We could place the first tile horizontally, which forces us to place another directly below it and so the empty area is now a $2\times2$ . There are $2$ ways to tile this.
We could place the first tile vertically, so the empty area is now a $3\times2$ . There are $3$ ways to tile this.
So there are $\color{#20A900}{\boxed{5}}$ ways to tile a $4\times2$ area.
In general, the number of ways to tile a $2\times n$ area is the sum of the number of ways to tile a $2\times (n-1)$ area $+$ the number of ways to tile a $2\times (n-2)$ area because we can apply this same process. This is, of course, equivalent to the Fibonacci sequence .
Observe that it is impossible to tile an odd number of vertical $1\times2$ dominoes in a $n\times2$ area such that $n$ is an even number, and also it is impossible to place an even number of vertical $1\times2$ dominoes in a $n\times2$ area such that $n$ is an odd number.
If we have $4\times2$ area to tile, there are 3 general cases according to the observation:
$1.$ Putting 4 vertical dominoes, we have ${4 \choose 4}$ ways to do it.
$2.$ Putting 2 vertical dominoes, there are ${3 \choose 2}$ ways to do it.

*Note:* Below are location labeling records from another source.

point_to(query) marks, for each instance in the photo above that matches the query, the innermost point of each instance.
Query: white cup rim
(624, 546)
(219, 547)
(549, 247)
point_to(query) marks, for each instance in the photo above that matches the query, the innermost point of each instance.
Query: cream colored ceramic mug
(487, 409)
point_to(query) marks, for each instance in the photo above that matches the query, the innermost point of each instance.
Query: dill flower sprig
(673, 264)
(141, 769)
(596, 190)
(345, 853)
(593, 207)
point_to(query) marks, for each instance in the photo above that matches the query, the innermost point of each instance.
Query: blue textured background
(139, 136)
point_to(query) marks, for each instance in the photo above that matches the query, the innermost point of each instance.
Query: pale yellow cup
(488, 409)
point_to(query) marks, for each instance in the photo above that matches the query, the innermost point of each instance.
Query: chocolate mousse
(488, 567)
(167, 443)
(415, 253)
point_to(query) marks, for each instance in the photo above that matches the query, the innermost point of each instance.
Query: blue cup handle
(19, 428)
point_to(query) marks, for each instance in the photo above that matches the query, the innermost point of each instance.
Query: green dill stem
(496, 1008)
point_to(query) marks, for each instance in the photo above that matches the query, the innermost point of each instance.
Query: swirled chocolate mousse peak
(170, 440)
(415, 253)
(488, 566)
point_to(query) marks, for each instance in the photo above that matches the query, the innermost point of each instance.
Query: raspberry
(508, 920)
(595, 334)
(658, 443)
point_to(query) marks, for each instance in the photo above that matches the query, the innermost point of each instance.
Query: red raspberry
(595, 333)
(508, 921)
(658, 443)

The other horizontal domino counted as 1 box hence we have 3 boxes to place with the vertical dominoes.
$3.$ Putting 0 vertical dominoes, then there are ${2 \choose 0}$ ways to do it. We have only 2 boxes to place horizontal dominoes as there are zero vertical dominoes.

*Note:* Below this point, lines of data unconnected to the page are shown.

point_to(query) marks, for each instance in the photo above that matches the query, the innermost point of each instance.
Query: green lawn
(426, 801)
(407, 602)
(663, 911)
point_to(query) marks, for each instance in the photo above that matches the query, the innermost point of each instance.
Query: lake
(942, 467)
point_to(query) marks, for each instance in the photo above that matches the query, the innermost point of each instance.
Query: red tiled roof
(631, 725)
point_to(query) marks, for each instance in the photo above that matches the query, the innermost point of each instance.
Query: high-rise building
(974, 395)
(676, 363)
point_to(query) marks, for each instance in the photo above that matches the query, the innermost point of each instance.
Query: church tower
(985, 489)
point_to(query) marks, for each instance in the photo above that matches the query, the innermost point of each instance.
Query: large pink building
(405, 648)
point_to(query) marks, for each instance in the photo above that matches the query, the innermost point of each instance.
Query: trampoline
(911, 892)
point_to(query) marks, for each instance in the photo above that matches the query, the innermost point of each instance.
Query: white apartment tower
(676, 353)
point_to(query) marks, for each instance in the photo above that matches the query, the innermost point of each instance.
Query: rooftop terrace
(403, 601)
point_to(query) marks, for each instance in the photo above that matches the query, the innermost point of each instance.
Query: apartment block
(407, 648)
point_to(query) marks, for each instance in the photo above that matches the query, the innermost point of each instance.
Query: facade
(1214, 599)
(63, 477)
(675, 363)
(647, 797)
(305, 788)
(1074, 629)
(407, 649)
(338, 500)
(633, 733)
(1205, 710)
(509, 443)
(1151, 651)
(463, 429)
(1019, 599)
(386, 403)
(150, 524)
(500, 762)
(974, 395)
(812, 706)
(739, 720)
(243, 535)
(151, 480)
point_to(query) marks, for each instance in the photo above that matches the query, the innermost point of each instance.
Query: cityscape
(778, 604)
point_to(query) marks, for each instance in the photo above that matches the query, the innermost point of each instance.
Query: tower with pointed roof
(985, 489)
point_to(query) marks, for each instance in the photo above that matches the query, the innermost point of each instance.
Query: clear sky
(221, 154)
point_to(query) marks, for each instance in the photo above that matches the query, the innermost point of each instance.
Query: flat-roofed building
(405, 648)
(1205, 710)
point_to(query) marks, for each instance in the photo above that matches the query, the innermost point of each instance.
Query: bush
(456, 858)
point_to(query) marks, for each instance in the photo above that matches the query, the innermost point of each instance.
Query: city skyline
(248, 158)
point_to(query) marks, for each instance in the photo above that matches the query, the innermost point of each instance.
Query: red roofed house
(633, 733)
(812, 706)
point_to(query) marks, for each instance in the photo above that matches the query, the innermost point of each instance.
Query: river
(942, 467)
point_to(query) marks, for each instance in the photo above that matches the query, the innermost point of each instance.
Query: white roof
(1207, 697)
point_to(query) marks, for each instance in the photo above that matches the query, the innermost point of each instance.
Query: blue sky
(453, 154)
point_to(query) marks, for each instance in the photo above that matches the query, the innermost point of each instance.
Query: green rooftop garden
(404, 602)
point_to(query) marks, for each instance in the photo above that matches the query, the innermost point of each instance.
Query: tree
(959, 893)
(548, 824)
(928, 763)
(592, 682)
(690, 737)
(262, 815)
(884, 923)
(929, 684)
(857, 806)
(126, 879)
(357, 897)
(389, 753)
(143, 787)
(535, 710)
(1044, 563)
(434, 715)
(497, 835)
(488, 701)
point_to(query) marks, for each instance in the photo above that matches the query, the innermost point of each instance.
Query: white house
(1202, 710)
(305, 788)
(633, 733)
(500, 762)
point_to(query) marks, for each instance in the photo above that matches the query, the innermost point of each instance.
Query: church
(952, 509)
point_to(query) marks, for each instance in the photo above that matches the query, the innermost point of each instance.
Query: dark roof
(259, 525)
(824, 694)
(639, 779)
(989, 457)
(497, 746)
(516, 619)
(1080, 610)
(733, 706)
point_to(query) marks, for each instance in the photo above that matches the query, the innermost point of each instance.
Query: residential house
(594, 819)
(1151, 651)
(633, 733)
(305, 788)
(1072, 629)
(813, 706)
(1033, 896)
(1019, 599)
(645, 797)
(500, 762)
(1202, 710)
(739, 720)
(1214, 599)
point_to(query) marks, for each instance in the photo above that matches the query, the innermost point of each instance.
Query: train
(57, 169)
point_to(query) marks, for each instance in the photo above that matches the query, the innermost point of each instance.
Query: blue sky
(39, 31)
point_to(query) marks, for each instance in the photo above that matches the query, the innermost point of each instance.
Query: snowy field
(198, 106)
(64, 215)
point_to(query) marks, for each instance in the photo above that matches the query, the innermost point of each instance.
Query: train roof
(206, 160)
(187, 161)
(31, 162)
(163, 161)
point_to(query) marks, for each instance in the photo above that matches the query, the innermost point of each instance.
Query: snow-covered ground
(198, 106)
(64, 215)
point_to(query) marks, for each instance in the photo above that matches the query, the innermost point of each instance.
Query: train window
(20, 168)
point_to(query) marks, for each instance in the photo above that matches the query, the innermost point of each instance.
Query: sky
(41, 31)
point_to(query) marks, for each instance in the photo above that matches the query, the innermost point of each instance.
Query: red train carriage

Sum all of the ways, then there are ${4\choose4}+{3\choose2}+{2\choose0}=1+3+1=\boxed{5}$ ways to do it. The general summation we've been looking for many ways $n\times2$ area to be tiled with $1\times2$ dominoes is: $\displaystyle \sum_{i=0}^{\lfloor\frac{n}{2}\rfloor} {{n-i}\choose{n-2i}}$ . For every $n$ it may refer to fibonacci's sequence.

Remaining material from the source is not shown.